Più donne in team, risultati migliori per i pazienti

I ricercatori hanno studiato i dati di 709.899 pazienti che hanno subito interventi chirurgici in Ontario, Canada, dal 2009 al 2019, indagando il tasso di eventi avversi o complicazioni – in termini medici vien definita morbilità post-operatoria – che si sono verificati nei tre mesi successivi all'intervento. Hanno osservato che sul totale degli interventi studiati, eseguiti in 88 ospedali, eventi di questo tipo si sono verificati nel 14% dei casi.

Lo studio, pubblicato sul British Journal of Surgery, ha infatti osservato che le operazioni eseguite da team in cui almeno il 35% dei chirurgi e degli anestesisti era formato da donne hanno avuto iter post-operatori migliori: nello specifico, la maggiore presenza delle professioniste donne è stata associata a una riduzione del 3% delle probabilità di complicazioni a 90 giorni dall'intervento.

Ancora troppe poche donne in sala operatoria

Inoltre, lo studio di un così ampio spettro di dati ha anche confermato quanto ancora la strada sia lunga verso un'effettiva equità di genere nelle professioni mediche. È infatti emerso che degli altri 700.000 interventi chirurgici in media solo il 6,7% è stato eseguito da chirurghe donne (47.874 operazioni).

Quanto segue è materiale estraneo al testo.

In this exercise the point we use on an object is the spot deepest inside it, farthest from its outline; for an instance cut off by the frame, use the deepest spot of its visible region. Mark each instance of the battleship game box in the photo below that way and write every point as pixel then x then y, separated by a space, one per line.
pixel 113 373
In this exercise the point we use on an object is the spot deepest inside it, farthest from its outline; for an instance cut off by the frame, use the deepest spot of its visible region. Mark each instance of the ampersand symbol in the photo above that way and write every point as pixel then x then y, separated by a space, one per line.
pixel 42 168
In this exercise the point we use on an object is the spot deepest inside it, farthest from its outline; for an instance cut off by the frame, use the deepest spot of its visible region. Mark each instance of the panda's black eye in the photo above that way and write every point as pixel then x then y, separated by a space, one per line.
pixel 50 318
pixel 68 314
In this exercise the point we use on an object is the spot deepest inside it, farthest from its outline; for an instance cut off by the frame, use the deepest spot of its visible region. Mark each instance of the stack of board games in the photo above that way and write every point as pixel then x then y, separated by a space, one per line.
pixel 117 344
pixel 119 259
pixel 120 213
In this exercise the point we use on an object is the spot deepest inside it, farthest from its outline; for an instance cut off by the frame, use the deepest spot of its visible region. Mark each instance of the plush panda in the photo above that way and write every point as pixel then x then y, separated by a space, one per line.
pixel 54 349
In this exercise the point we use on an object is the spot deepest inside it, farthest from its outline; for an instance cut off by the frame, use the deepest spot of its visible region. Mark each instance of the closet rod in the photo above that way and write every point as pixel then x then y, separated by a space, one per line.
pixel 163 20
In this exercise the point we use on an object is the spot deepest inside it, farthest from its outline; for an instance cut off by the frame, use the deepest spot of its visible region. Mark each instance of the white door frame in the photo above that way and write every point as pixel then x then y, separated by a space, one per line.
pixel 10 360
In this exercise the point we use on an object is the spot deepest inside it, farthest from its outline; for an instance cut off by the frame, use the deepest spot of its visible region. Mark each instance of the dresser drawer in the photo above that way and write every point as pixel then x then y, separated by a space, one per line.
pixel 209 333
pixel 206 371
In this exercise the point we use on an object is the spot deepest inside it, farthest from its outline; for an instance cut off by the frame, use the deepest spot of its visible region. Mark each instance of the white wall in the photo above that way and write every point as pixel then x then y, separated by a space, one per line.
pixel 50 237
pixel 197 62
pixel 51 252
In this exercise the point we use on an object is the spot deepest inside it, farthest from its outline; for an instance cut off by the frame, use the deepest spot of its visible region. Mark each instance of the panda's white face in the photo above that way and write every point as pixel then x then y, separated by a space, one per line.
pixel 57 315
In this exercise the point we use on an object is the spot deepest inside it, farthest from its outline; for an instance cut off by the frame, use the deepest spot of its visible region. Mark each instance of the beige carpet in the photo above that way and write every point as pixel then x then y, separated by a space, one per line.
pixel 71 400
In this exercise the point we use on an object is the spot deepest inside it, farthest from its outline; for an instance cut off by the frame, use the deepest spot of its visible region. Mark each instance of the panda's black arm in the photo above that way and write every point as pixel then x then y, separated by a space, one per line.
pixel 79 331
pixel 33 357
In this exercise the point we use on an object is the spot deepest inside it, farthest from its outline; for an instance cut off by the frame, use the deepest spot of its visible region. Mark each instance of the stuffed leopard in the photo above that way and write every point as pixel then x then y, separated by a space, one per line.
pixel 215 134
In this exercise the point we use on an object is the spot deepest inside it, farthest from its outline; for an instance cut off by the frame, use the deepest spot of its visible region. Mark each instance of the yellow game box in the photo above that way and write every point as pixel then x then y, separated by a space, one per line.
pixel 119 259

Le cose non vanno molto meglio per le anestesiste, che si sono occupate del 27% dei pazienti  (192.144 delle operazioni). A conferma della netta minoranza delle professioniste donne presenti in media in sala operatoria. Inoltre, le cose sembrano cambiare molto lentamente: nei dieci anni a cui è riferito lo studio, il numero di anestesiste e chirurghi è cresciuto solo del 5% in 10 anni.

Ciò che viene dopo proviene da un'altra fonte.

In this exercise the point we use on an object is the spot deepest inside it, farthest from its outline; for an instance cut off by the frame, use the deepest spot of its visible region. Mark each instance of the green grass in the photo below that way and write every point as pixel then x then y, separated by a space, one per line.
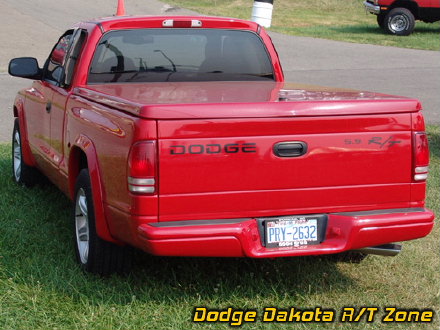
pixel 329 19
pixel 41 286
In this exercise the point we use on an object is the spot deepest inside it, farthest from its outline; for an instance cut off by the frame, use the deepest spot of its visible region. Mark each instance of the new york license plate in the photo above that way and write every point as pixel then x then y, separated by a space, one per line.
pixel 291 231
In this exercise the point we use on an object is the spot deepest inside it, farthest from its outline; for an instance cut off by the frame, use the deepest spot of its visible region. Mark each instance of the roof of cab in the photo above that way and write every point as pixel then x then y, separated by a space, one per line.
pixel 139 22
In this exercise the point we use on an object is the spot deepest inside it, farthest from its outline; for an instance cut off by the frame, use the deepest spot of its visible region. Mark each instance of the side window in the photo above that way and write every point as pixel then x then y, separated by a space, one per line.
pixel 54 64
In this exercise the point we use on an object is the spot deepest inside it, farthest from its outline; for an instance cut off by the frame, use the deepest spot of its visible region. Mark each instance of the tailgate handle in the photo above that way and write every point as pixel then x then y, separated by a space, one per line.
pixel 290 149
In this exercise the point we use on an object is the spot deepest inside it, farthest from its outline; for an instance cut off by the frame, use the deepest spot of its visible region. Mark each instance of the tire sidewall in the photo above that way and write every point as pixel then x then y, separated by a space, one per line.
pixel 409 17
pixel 83 182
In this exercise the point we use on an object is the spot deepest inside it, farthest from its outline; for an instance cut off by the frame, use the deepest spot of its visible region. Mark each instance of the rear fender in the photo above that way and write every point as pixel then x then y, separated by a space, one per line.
pixel 86 145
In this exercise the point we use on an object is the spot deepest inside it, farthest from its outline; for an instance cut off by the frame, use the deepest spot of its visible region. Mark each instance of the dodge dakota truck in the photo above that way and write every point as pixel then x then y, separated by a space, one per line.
pixel 178 136
pixel 398 16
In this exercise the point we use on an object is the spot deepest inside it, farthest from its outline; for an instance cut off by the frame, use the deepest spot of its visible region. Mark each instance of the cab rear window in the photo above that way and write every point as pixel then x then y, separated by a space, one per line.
pixel 158 55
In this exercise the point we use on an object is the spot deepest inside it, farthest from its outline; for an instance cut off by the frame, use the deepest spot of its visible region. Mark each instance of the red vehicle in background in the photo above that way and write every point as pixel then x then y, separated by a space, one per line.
pixel 398 16
pixel 179 136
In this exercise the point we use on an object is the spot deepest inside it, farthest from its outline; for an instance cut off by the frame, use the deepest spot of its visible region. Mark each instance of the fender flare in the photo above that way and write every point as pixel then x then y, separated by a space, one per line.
pixel 86 145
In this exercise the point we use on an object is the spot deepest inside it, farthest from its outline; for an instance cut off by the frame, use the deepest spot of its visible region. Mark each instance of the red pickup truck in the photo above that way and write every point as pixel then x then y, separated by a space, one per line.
pixel 179 136
pixel 398 16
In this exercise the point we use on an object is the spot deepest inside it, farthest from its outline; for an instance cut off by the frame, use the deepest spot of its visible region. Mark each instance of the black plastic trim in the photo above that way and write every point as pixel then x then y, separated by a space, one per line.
pixel 290 149
pixel 386 211
pixel 185 223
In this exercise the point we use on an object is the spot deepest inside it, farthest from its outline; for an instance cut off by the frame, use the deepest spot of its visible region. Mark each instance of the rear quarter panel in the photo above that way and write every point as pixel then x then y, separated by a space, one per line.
pixel 112 133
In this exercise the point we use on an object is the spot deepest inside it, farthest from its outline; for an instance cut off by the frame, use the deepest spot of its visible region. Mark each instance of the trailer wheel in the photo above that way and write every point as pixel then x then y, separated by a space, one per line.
pixel 400 21
pixel 93 253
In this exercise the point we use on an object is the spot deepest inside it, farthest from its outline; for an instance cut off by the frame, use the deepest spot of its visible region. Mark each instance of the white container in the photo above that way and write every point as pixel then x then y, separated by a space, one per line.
pixel 262 13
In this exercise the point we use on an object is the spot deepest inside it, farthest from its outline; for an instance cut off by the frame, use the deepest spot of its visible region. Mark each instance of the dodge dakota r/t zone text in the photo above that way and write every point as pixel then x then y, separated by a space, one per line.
pixel 179 136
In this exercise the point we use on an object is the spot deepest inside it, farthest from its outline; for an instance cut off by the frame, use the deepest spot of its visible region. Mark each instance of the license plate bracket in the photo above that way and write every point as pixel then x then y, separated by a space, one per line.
pixel 293 231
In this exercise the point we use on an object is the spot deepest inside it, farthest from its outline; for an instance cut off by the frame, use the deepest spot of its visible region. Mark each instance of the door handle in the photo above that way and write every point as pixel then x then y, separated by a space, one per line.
pixel 48 106
pixel 290 149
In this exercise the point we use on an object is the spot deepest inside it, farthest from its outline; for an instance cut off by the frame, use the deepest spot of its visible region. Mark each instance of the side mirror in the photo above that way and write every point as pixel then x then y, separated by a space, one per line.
pixel 25 67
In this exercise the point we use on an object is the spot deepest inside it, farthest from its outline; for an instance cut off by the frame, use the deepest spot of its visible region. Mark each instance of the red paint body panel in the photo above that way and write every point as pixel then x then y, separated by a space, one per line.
pixel 359 156
pixel 344 232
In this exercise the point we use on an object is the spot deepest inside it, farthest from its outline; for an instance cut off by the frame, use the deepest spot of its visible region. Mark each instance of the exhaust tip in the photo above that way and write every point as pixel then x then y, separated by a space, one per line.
pixel 388 250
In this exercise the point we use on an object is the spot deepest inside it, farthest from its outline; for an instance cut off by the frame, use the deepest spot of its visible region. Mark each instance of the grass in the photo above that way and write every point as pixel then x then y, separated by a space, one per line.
pixel 41 286
pixel 328 19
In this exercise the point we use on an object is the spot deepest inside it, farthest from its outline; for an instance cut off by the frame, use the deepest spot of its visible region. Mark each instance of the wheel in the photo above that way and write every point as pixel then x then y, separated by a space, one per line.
pixel 400 21
pixel 381 20
pixel 21 173
pixel 93 253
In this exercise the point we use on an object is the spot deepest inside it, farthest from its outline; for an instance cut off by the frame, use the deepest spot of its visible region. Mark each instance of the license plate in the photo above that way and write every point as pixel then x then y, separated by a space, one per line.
pixel 292 231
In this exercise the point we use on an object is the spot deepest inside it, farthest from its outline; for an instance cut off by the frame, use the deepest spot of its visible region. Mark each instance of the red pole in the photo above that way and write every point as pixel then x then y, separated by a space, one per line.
pixel 121 8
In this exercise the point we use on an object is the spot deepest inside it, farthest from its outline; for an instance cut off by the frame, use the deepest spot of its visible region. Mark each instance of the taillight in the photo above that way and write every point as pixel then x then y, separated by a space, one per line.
pixel 421 156
pixel 182 23
pixel 142 168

Favorire la collaborazione tra professioni e professioniste

Questa ricerca, spiegano gli autori, non punta affatto ad affermare una presunta migliore preparazione delle professioniste donne. Tutt'altro, l'obiettivo è comprendere il modo in cui la diversità può essere usata a vantaggio dei pazienti stessi. "Volevamo sfidare il discorso binario di confrontare medici di sesso femminile e maschile – scrivono gli autori – ma porre l'attenzione sul valore della diversità come risorsa di squadra nel migliorare l'assistenza di qualità".

In fondo, la stessa Blackwell era giunta alla stessa conclusione, già decenni anni fa: nonostante gli enormi ostacoli affrontati soltanto in quanto donna, la prima medica della storia degli Stati Uniti sostenne sempre che solo attraverso "un'intelligente cooperazione tra i due sessi" si può lavorare per raggiungere un "reale progresso" nello studio della natura umana.